Why do I end up reading about the Knuth Shuffle when I try to verify whether all the different sequences of bus transactions have been tested? Why does it make more sense to me to use an SQL backend to handle loads of timing data rather than do it with a perl script like a hardware designer would do? Why do I laugh out loud when I read “How to write unmaintainable code“?

Simply because ASIC Verification is a software development activity. One hundred percent a software activity. Sure we bring up waveforms and run verilog simulations all the time, but who thinks in terms of transistors and logic gates anymore? At most, you need to understand the difference between synthesizable code, and the code your backend guy will reject because some obscure tool in the backend won’t take it. But other than that, as much as a hardware person you think you are, you are really only writing software. Software that compiles into millions of logic gates. It would compile into machine code and you, the ASIC Verification engineer, would not know the difference.

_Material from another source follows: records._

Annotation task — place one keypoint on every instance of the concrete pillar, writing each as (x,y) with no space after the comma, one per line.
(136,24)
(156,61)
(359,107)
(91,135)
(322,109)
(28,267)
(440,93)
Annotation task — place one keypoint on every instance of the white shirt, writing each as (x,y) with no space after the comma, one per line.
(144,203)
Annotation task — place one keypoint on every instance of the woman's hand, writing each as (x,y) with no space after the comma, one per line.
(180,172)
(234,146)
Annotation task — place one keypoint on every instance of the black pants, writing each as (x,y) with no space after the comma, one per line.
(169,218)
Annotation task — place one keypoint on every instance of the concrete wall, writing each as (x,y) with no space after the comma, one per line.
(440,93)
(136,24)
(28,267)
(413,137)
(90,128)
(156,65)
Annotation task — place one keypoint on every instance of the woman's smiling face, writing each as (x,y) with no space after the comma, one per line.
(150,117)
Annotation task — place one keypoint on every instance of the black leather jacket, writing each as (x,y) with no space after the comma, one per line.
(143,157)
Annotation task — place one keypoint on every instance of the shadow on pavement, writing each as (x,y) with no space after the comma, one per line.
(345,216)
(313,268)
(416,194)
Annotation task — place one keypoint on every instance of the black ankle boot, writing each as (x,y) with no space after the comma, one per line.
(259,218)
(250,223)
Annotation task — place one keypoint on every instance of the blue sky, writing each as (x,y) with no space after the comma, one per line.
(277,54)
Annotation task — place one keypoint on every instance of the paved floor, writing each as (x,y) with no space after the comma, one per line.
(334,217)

However, there is a slight difference. Once the chip is released to the fab, it’s gone. It’s over. The bugs that are in it, are in it for good. You don’t patch hardware, you don’t release 4.0.6.5 when 4.0.6.4 has a bug. Unlike software where new releases come out all the time because users are just an extension of QA, an ASIC cannot come out every week because hardware must go through extensive QA tests which software is never subject to: static discharge, temperature, humidity, power rail variations, etc. Physical things you see, take more time than testing a button on a web page. Plus, you cannot download a new graphic processor from sourceforge: physical things have to be fabricated. This means that the ASIC better be close to feature perfection when it’s time to release it.

This also means that the QA team for the ASIC (i.e. the ASIC verification team) has to anticipate all possible usage models: everything that software developers are going to throw at the ASIC has to be tested in simulation ahead of releasing the hardware. Every single driver that will be written for the ASIC has to be anticipated by the QA team, and everything those drivers will ever do has to be simulated. I just have one thing to say: wow.

This is why your ASIC Verification team (aka QA in software jargon) uses make, python, MySQL, git, and needs to be managed like they are software developers. This is also why they code using object oriented languages. This is why they use every feature their revision control software has to offer, and why they are not afraid to merge their code into what looks to the hardware designers like a code clusterfuck. It’s not a code clusterfuck, it’s software.

But there are still a few things to learn for ASIC Verification engineers: the lessons of software development. Recently, I have read rands in repose‘s recent book (managing humans), and an excellent post by Joel on software. Read, you will learn. But the two things that still differentiate us from software developers is that we can read waveforms and we undertand what “executing in zero time” means.